Three Keys to SQL Server Performance
Everyone wants good performance from their database systems. Some even expect and need a high performing Ferrari all the time. How is this achieved though? What do you need to understand about SQL Server specifically in order to make your company’s applications hum along like a well tuned car? We will look at three keys to SQL Server performance.
SQL Server Memory
1. SQL Server must be able to cache sufficient data in memory
SQL Server does not use memory like most applications. People unfamiliar with SQL Server’s use of memory are surprised to see SQL Server using 80% or more of a server’s RAM. “I have 128 GB of RAM on this machine why is SQL Server set to consume 115 GB of that?!” Then they decide to change Max Server Memory down to like 64 GB or less. Suddenly they might find that disk IO shoots up. You will also likely see that execution plans are rapidly aging out of the plan cache, which will burn up CPU with new compiles for query plans and potentially lead to parameter sniffing issues. When all this comes into play people start complaining about applications not working as well. They start saying the magical phrase, “It’s slow.”

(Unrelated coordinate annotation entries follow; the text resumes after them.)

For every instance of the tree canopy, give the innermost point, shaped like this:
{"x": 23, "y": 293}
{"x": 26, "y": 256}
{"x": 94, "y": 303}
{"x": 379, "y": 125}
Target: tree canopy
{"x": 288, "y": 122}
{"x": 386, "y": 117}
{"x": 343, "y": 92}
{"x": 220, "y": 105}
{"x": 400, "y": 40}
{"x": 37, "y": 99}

When a query is issued and the data requested is not in memory, SQL Server must use CPU and disk IO to get the data into memory first. While it does this a PAGEIOLATCH_* wait is registered in SQL Server because the current query is waiting on the data to be retrieved. This wait causes the query to be put on hold. Reading data off the disk is always, always going to be slower than working with data that’s already in memory.
So, how do you determine what is a sufficient amount of RAM for your SQL Server? The short answer is that I would encourage you to look at my post here and use the DBATools cmdlet Set-DBAMaxMemory. The post will help you understand more about what the Max Server memory setting does and the PowerShell cmdlet will recommend a good starting place for setting Max Server Memory. Here are some examples from the documentation from DBATools and from the Help commands available in PowerShell.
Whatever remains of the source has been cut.